И тогда Агасфер послушно сказал:
Анно, тысяча шестьсот сорок три? Илья Ильич!..
Я сказал совсем строго:
Ну?
И тогда Агасфер сказал то, что я ждал страстно:
Анно, тысяча шестьсот сорок три? В Кристмонде правдивым лицом из Брауншвейга написано, что в то время известный чудесный человек находился в Вене, затем в Любеке, затем в Кракове, а затем пошел в Гамбург, намереваясь побывать
Где побывать? грозно привстав, спросил я.
В Московии, ответил он шепотом.
Появлялся ли он в Московии?
Хроники говорят: там его многие видели.
Агасфера?
Да.
Я воскликнул с торжеством и тревогой:
И для приобретения жизни вы должны вызвать к себе жалость того, кто даст вам жизнь и возьмет вашу смерть?
Он прошептал своим, уже размочаленным, голосом:
Вы меня, Илья Ильич, ведь жалеете
Это был не вопрос или утверждение, это была просьба, унылая и молящая. Я расщепил его на мельчайшие волокна, и он сознавал это! Ему оставалось одно: вызвать во мне жалость к нему. Ту российскую традиционную жалость, которая и каторжника, убийцу невинных детей и жен, способна назвать «несчастненьким», ту жалость, которую в наши дни, когда много кричат о России и русских, вызвать особенно легко.
Я сказал:
Ну что же, мне жалко вас, фон Эйтцен.
Если бы вы видели, как он подпрыгнул! Столетия он привыкал сдерживаться, а вот, смотри-ка, не сдержался. Он завизжал почти по-собачьи:
Боже мой! Как хорошо, Илья Ильич!
«Считает меня совсем за дурачка», подумал я с раздражением, и жалость, если она действительно была, покинула меня.

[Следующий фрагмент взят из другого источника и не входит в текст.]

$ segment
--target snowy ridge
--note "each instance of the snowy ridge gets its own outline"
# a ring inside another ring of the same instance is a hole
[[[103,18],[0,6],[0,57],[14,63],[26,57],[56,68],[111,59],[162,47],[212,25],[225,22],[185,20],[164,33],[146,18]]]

Играя им, я сказал небрежно:
Ну, что нам говорить о смерти! Вам, несомненно, пришлось многое испытать, однако смерть от вас далека. Очень далека.
Разумеется, хе-хе-хе, далека, разумеется! В том-то и беда, Илья Ильич, что далека, хе-хе-хе! Мое столетие, видите ли, не кончилось.
Ну, какое там столетие? Вам едва ли дашь шестьдесят лет.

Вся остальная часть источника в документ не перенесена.